Low-effort cost wins that don’t compromise on quality
- Prompt trimming: remove redundant system text; compress long instructions into stable IDs resolved server-side.
- Context development: retrieval top-k tuned per query type; don’t fetch 20 docs “just in case.”
- Model routing: cheap model for classification/extraction; expensive model for synthesis.
- Caching:
- semantic cache for repeated Q&A patterns
- tool result cache (e.g., “current plan benefits”) with TTL
- Stop agent runaway: hard caps on steps/tool calls/tokens.
Evals: the must-have quality gate for prompt & tool changes
Microservices use unit tests, contract tests, canaries, and SLOs.
LLM apps need the same, along with content evaluation.
Evaluations (evals) are explicit tests of the LLM output against your expectations; these are essential for reliability, especially when changing models or versions of prompts.
A practical eval stack that works
Level 1: Prompt unit tests (fast, deterministic-ish)
- input -> expected format constraints (JSON schema, required keys)
- basic refusal behavior on unacceptable inputs
- tool selection rules (“should call get_policy_docs when user asks about policy”)
Level 2: Golden-set regression suite (CI gate)
- representative prompts and retrieved context
- rubric-based scoring (helpfulness, correctness, groundedness, policy compliance)
- pass/fail thresholds by slice (region, tenant, language, scenario)
Level 3: Shadow evaluation in production
- sample live traffic (with privacy controls)
- evaluate outputs asynchronously
- detect drift and regressions without blocking requests
Level 4: Human-in-the-loop for high-stakes domains
- annotation workflows for disputes
- periodic adjustment of automated judges
Pro tip: treat eval datasets like code.

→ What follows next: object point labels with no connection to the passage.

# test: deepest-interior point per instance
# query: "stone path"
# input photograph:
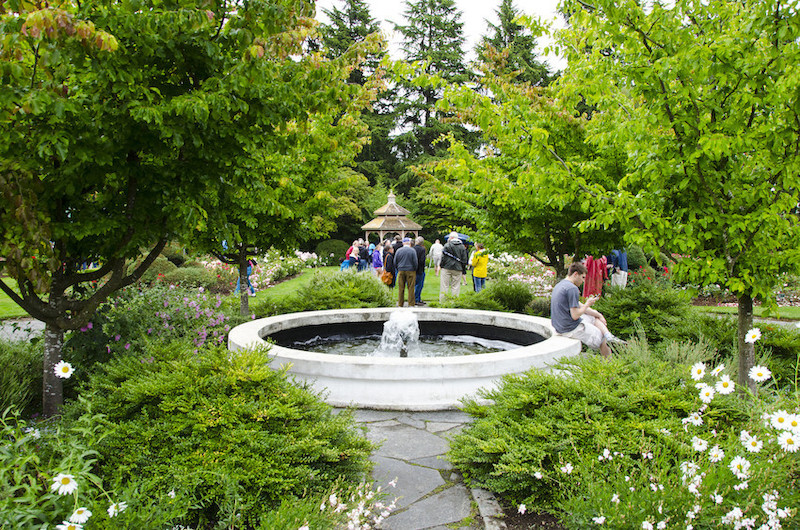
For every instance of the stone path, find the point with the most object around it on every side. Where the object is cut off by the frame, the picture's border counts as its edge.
(431, 493)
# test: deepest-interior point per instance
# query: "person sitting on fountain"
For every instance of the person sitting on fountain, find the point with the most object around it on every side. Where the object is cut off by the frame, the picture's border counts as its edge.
(573, 319)
(405, 262)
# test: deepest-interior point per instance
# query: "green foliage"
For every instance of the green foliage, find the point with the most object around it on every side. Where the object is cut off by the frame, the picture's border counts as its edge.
(334, 248)
(512, 295)
(539, 421)
(636, 258)
(228, 433)
(161, 267)
(21, 377)
(649, 301)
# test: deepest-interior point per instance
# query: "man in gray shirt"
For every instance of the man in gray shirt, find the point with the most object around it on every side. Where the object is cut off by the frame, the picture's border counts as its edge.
(405, 263)
(579, 321)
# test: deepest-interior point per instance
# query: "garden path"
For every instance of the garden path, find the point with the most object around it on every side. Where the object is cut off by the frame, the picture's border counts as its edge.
(431, 493)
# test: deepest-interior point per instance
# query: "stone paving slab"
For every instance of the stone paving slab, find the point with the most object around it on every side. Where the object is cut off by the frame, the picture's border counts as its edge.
(446, 507)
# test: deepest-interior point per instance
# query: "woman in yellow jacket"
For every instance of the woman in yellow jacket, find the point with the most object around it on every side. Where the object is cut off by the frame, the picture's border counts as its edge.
(480, 263)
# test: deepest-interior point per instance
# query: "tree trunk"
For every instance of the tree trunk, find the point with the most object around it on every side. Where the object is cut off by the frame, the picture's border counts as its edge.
(52, 386)
(244, 289)
(747, 356)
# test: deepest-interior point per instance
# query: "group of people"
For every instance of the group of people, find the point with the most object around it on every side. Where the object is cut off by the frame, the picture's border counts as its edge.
(405, 261)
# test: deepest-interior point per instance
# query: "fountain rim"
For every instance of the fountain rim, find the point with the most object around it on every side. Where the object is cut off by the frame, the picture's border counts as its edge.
(251, 334)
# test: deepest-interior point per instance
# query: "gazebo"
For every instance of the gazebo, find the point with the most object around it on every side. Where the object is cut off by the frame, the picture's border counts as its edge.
(391, 219)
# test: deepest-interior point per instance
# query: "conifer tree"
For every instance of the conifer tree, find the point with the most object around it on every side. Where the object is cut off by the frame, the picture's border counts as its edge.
(510, 48)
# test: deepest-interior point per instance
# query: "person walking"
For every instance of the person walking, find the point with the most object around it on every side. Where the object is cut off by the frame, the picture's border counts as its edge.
(405, 262)
(436, 256)
(480, 266)
(453, 267)
(420, 279)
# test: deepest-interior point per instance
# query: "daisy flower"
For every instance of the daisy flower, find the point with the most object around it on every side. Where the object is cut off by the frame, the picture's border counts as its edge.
(116, 508)
(63, 484)
(66, 525)
(739, 466)
(698, 371)
(752, 335)
(788, 441)
(699, 444)
(725, 385)
(780, 419)
(63, 370)
(752, 444)
(707, 394)
(716, 454)
(80, 516)
(759, 373)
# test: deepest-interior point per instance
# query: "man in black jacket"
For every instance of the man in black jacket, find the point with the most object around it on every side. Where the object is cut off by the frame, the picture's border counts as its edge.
(420, 279)
(454, 267)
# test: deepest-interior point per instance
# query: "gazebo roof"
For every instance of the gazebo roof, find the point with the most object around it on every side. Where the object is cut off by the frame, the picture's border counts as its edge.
(391, 217)
(391, 208)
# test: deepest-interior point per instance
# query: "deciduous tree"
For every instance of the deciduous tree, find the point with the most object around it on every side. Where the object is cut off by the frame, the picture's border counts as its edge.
(703, 98)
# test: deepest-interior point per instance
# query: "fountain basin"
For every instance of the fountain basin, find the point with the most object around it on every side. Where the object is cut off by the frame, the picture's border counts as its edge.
(405, 383)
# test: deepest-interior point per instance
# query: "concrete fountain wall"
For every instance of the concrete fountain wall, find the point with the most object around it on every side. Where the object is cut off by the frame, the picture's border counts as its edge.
(405, 383)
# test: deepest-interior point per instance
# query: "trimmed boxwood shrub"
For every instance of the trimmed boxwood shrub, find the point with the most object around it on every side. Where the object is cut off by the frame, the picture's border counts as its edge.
(228, 433)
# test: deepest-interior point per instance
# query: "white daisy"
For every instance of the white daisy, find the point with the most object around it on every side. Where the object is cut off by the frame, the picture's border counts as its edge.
(752, 335)
(760, 373)
(788, 441)
(725, 385)
(698, 371)
(63, 484)
(80, 516)
(716, 454)
(116, 508)
(66, 525)
(63, 370)
(699, 444)
(707, 394)
(779, 419)
(752, 444)
(740, 466)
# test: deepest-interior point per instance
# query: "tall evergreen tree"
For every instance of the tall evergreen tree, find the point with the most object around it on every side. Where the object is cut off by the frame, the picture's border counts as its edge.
(510, 48)
(435, 34)
(349, 24)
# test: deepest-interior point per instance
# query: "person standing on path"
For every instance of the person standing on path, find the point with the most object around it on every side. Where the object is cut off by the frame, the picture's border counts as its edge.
(405, 262)
(436, 256)
(577, 320)
(420, 279)
(480, 266)
(453, 268)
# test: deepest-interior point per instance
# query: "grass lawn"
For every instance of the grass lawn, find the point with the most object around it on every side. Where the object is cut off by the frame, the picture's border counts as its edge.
(8, 308)
(784, 313)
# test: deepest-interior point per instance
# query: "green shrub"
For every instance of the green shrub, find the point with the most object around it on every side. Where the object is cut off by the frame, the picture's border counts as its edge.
(21, 376)
(332, 248)
(636, 257)
(160, 267)
(652, 302)
(192, 277)
(228, 433)
(512, 295)
(540, 307)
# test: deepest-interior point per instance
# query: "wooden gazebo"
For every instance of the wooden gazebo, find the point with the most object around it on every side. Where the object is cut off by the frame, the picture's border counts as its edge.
(391, 219)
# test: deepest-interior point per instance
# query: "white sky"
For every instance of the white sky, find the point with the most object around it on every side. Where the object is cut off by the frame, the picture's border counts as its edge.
(474, 14)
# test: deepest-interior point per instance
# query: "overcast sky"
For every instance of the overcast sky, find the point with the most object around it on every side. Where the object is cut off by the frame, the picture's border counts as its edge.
(474, 14)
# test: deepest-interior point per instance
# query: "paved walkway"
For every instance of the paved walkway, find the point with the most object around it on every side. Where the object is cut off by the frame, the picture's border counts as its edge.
(431, 494)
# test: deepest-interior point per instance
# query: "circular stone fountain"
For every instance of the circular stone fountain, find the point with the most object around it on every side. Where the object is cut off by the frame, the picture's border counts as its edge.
(418, 383)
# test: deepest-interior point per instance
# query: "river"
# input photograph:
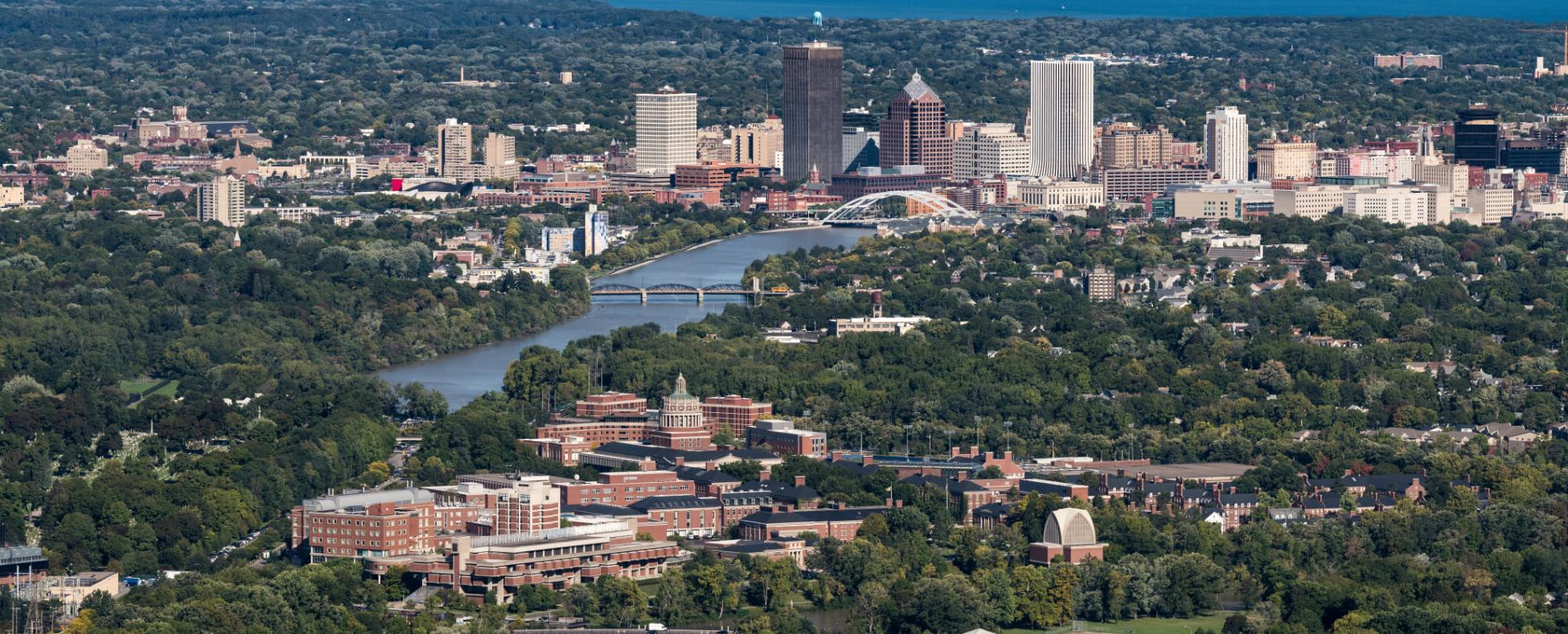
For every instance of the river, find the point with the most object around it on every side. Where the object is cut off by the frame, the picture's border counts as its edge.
(463, 376)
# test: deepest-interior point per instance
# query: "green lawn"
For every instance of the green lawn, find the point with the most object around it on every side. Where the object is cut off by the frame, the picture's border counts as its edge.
(1213, 622)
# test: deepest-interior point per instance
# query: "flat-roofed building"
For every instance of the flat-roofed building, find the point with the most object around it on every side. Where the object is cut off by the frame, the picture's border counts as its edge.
(1393, 204)
(1140, 182)
(733, 414)
(1493, 206)
(1311, 201)
(841, 523)
(712, 174)
(557, 559)
(1145, 148)
(782, 437)
(85, 157)
(376, 523)
(1208, 206)
(623, 487)
(1062, 194)
(1286, 160)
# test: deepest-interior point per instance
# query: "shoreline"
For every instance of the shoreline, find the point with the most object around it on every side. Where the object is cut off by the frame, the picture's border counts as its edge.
(634, 267)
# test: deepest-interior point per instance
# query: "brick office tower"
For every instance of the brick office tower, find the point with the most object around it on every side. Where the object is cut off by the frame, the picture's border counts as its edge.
(681, 422)
(916, 130)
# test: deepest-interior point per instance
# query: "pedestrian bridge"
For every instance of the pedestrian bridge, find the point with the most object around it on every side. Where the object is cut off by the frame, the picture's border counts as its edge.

Version them. Review changes. Track coverage by scenario.
Drift detection: what changes even when you don’t deploy
LLM systems drift for reasons that don’t show up in Git history:
- provider silently changes model behavior
- your retrieval set changes
- tool APIs change shape
- user behavior changes (new season, new product, new fraud patterns)
Use standards such as NIST’s AI RMF (and its generative AI profile) as a reference point for thinking about operational risk over time and not just “does it work today?”
Drift signals worth monitoring that’ll provide key insights
- spike in tokens per response (often indicates prompt bloat or retrieval noise)
- increase in tool call count per request (agent loops or new ambiguity) rising refusal rate or policy blocks
- drop in groundedness/citation rate
- increase in format violations (JSON parsing errors)
- semantic shift in queries (topic embeddings distribution drift)
- new error clusters (timeouts, rate limits, tool failures)
A good control plane turns drift into dashboards and alerts, not vague “users say it feels worse.”
Reference architecture: how the AI Control Plane fits
Here’s a vendor-neutral conceptual architecture that can be adopted:
If you’re already managing microservices with OpenTelemetry, this is a natural extension, just with additional guardrails. LangFuse is a good open-source framework to get started on the AI control plane.
Conclusion: you can’t scale what you can’t explain
Most “LLM incidents” aren’t model bugs. They are LLM app bugs that are missing trace context, unknown prompt versions, unmetered tool loops, or a lack of policy enforcement boundaries. An AI control plane doesn’t improve the intelligence of a model. What it does is make the overall system manageable and reliable, which is what allows teams to run and scale LLM applications safely.